I went back to my doctor in February 2018 and insisted on seeing another vascular specialist. This, despite having had several diagnoses already. My doctor hesitantly sent me to another specialist.
27th February 2018 – I had my appointment, and this particular doctor had his own ultrasound machine on site, and he scanned my leg. Within minutes he told me that he thought I had been misdiagnosed. He didn’t think it was a DVT. He said we would need to MRI it, but it looks like a tumour.
1st March 2018 – The MRI that night confirmed it, it was a tumour deep in my thigh. The size of a large walnut/golf ball.
When I look back – and I look through my seemingly endless pile of DVT scans, it seems inconceivable that this hadn’t been picked up by one of the scanners, or one of the doctors.
To cap it all, in one of the MRI reports, it was found that the operator and specialist missed a crucial clue – in one of the slices of the MRI scan, the tumour was visible.
I was referred to a new set of doctors / surgeons and sent for a biopsy.

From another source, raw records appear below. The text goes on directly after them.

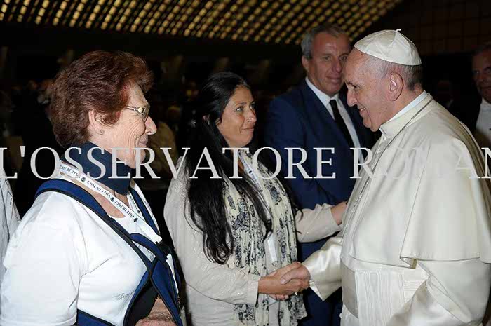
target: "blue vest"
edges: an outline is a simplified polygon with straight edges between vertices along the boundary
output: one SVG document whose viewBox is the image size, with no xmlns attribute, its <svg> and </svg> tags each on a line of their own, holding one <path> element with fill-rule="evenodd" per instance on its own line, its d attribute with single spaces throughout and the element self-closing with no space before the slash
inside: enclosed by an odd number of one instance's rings
<svg viewBox="0 0 491 326">
<path fill-rule="evenodd" d="M 89 193 L 73 183 L 53 179 L 43 183 L 36 194 L 39 196 L 46 191 L 56 191 L 67 195 L 80 202 L 97 214 L 114 232 L 138 254 L 147 267 L 135 294 L 131 298 L 128 310 L 125 314 L 123 326 L 134 326 L 142 318 L 145 318 L 153 306 L 156 295 L 159 294 L 167 306 L 174 322 L 177 326 L 182 326 L 180 311 L 181 304 L 173 277 L 173 271 L 167 263 L 167 256 L 173 254 L 171 250 L 162 242 L 156 244 L 140 233 L 128 233 L 119 223 L 107 215 L 102 207 Z M 133 189 L 130 192 L 140 208 L 147 223 L 159 234 L 154 220 L 150 216 L 147 207 L 143 203 L 138 193 Z M 144 247 L 155 255 L 155 259 L 150 261 L 138 248 L 135 243 Z M 174 262 L 177 262 L 173 255 Z M 173 266 L 173 275 L 175 276 L 177 286 L 180 285 L 179 273 L 175 265 Z M 76 325 L 79 326 L 114 326 L 113 324 L 89 315 L 81 310 L 77 311 Z"/>
</svg>

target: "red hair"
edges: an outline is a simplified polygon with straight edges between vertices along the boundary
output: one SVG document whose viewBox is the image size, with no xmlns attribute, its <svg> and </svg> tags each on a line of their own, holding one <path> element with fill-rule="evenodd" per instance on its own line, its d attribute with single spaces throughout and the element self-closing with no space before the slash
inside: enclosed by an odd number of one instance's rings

This confirmed the tumour.
27th March 2018 – I started six weeks of radiation therapy.
Almost immediately my leg pain subsided and I started sleeping through the night for the first time in a long time. It was absolute bliss!
5th June 2018 – Surgery time. Two surgeons got to work on me and opened up my thighs. One surgeon worked on my left thigh, carefully removing a superficial vein for use in my right thigh. The other surgeon got to work on my right thigh, removing the tumour which was pressed up against my arterial vein which needed to be rewired with the vein from my left. A nerve also had to be removed.

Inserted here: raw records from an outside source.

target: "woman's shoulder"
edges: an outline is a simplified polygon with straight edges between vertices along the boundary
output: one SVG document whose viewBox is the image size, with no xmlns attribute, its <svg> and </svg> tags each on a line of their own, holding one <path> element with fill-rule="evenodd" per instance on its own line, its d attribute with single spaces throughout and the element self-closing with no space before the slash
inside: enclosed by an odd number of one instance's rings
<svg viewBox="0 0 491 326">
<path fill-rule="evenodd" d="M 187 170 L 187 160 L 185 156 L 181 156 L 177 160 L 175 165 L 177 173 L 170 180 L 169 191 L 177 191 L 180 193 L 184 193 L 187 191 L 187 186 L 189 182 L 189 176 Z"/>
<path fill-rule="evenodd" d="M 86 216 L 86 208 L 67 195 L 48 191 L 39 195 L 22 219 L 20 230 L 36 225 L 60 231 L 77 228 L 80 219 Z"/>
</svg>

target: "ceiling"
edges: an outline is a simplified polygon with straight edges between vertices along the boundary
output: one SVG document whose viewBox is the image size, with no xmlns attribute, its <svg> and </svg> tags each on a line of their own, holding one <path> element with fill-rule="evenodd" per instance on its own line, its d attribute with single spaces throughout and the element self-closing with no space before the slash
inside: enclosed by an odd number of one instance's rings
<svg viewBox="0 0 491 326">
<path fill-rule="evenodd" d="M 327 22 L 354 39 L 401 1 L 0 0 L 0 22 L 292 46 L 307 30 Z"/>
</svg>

The tumour was removed with clear margins.
And following that, there was lots of physio trying to get my leg back into shape.
As a consequence of the operations, I have some lymphedema in my leg so I am undergoing compression treatment to deal with that. And with the nerve removed, I have lost sensation in half of my lower right leg.
But, I am alive, sleeping well, relieved, and feeling positive.
This is a summary, and I’ll go into more detail about each aspect of my journey, in the hope that if someone out there is searching for answers and not finding them, then maybe, just maybe, my posts here might assist in getting them on the right track.
Question everything. Go with your gut. Get answers. Don’t give up.